Constellation Energy owns 14 U.S. nuclear-power plants and produces more than a fifth of the nation’s nuclear power. According to its president and CEO, Joseph Dominguez, there are still many places, including a swath from Pennsylvania to Illinois, with an oversupply of power that leaves room for data centers. Contracts with data centers willing to pay a premium for reliable electricity would cover the cost of re-licensing, extending nuclear plant life another 20 years and supporting investments that could boost nuclear-power output.
In New Jersey, according to Public Service Enterprise Group (PSEG) CEO Ralph LaRossa, the company has been in talks with data centers, including for direct power sales, which could support New Jersey’s economic-development efforts to create an AI hub. About 40 percent of the state’s power comes from nuclear power, including plants owned by PSEG. New Jersey customers have spent about $300 million a year during the past six years to help keep its plants operating, plus hundreds of millions before that. New Jersey is also requiring 100 percent non-carbon-energy generation by 2035, which would be impossible without nuclear power.
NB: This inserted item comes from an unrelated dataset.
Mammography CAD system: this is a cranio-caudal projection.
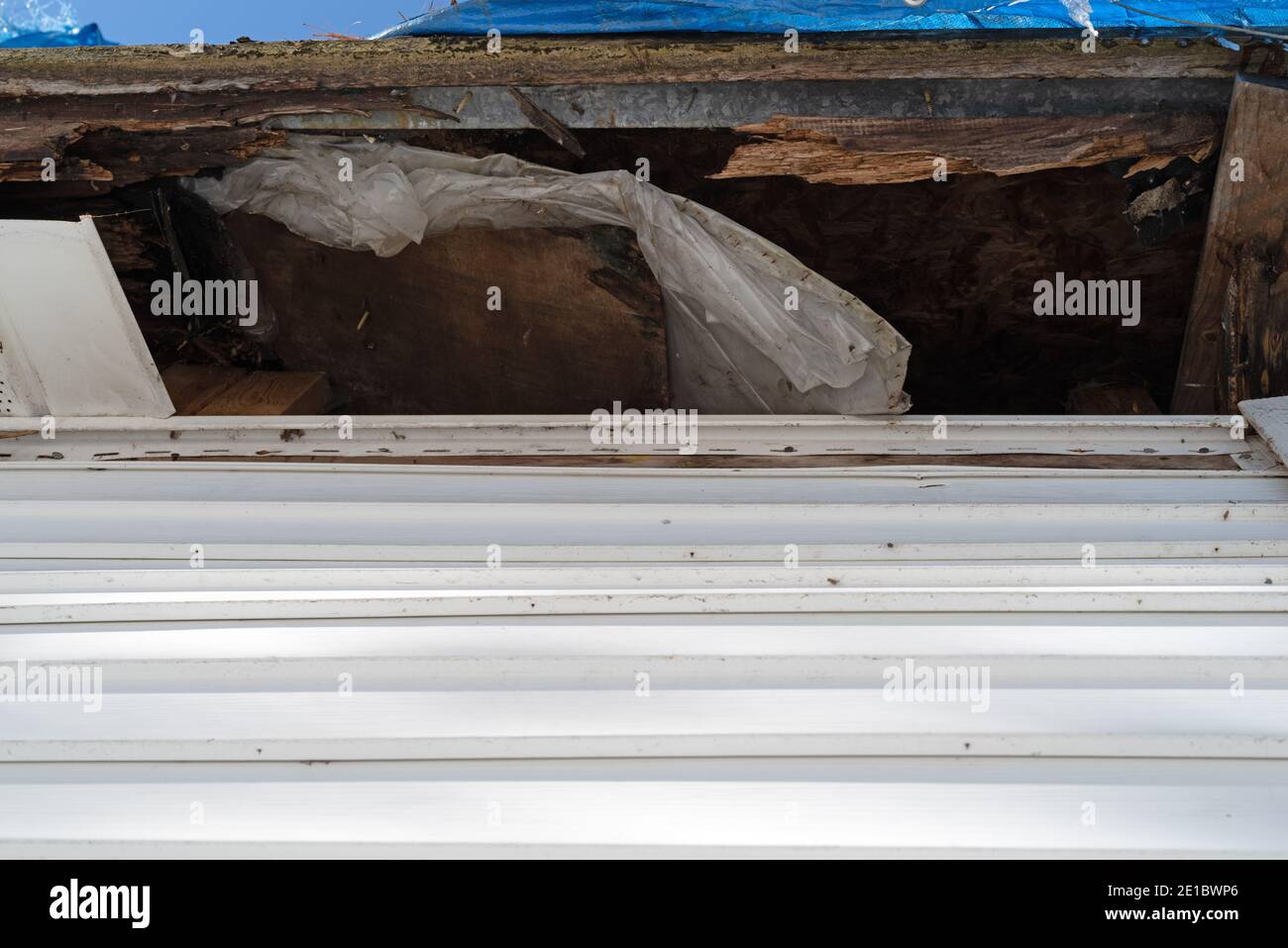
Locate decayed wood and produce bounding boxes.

Many of the negotiations are happening within the PJM Interconnection, the regional transmission organization and electricity market serving Washington, D.C., and 13 states from Virginia to Illinois. It is working with both plant and transmission owners, and conducting analyses to avoid reliability issues and other problems.
Estimates of the power that data centers need range from around 4 percent of power consumed last year in the United States to between 4.6 percent and 9 percent by 2030, according to the Electric Power Research Institute.
It is unclear whether and how much data centers located at nuclear plants would need to depend on grid power. Nuclear plants are far more reliable and enjoy a higher capacity factor than other kinds of power generation but also have outages. Before Amazon purchased the Pennsylvania data center, a Talen nuclear reactor had an outage and the data-center campus had to pull power from the grid. The need for grid power was unexpected, and additional system protections have been put in place since then to avoid a repeat.
Conclusion
The interest in nuclear energy is experiencing a resurgence in the United States due to the growing number of data centers. These data centers, needed for artificial intelligence, are expected to consume up to 9 percent of the country’s power supply by 2030. The recent sale of a 960-megawatt data center campus near the Susquehanna nuclear plant in northeastern Pennsylvania to Amazon Web Services exemplifies this trend. According to Amazon, “To supplement our wind- and solar-energy projects, which depend on weather conditions to generate energy, we’re also exploring new innovations and technologies, and investing in other sources of clean, carbon-free energy.”
As the demand for non-carbon, reliable energy continues to rise, closed nuclear plants like Three Mile Island may be restarted as tech companies are willing to pay a premium for reliable, carbon-free nuclear power. Diverting existing nuclear plants to support AI growth, however, will still mean that other generating sources–wind, solar and natural gas–will be needed to supply power to other existing and growing demands for electricity.